The trick is to recognize the file format before new() creates the object. One way to do this is create a hash of file first lines and class names to instantiate. I have truncated some of the lines in %Classes.

my %Classes = (
    '# Netscape HTTP Cookie File' => 'HTTP::Cookies::Netscape',
    '# HTTP Cookie File'          => 'HTTP::Cookies::Netscape',
    '#LWP-Cookies-...'            => 'HTTP::Cookies',
    '<?xml version="1.0"...'      => 'HTTP::Cookies::XML',
    );

Once new() determines the type of file format, it creates the object in the appropriate class.
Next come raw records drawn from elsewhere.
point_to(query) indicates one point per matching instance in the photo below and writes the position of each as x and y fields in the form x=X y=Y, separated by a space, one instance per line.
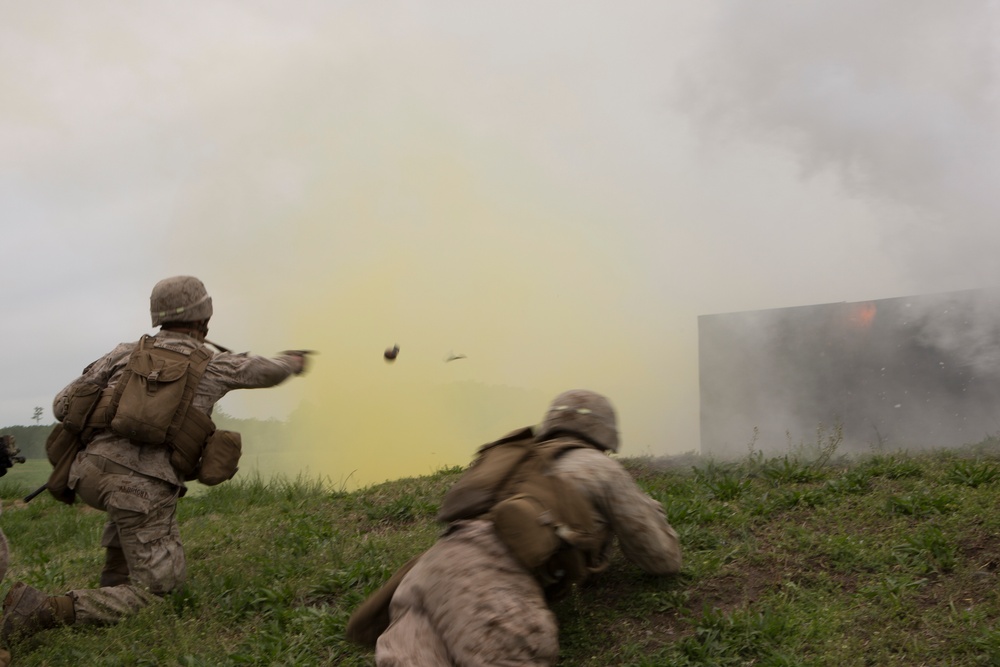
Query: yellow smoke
x=422 y=250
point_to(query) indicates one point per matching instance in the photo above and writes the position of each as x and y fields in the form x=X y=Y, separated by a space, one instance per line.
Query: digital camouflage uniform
x=138 y=487
x=467 y=602
x=136 y=484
The load method no longer has to know how to recognize the file format, although it can still return an error if the file format is not right.

sub new
    {
    my $class = shift;
    my %args  = @_;
    ...;
 
    my $self = ...;
 
    my $first_line = do {
        if( exists $args{File} )
            {
            open my $fh, $args{File};
            <$fh>;
            }
        };
 
    my $real_class = $Classes{ $first_line };
 
    bless $self, $real_class;
    }

Once the object is in the right class, every method calls go through that class. Each file format can override HTTP::Cookies's save() and load() method to write the correct file format and the user is now the wiser. As long as you have the sub-class installed, everything is peachy.

This works much better with automatic cookie file discovery, which I am still am thinking about. Mozilla has a really wierd way to do this---my personal cookie file is /Users/brian/Library/Mozilla/Profiles/default/4o04imb5.slt/cookies.txt, which is mostly easy to guess save for the profile name and next subdirectory. OmniWeb stores it differently (and in XML), and other platforms are different yet again. Some browsers do not even use a single file. Even after all of that, I still have to figure out which browser I want to use from the six I have installed.

Yes, web standards are fun.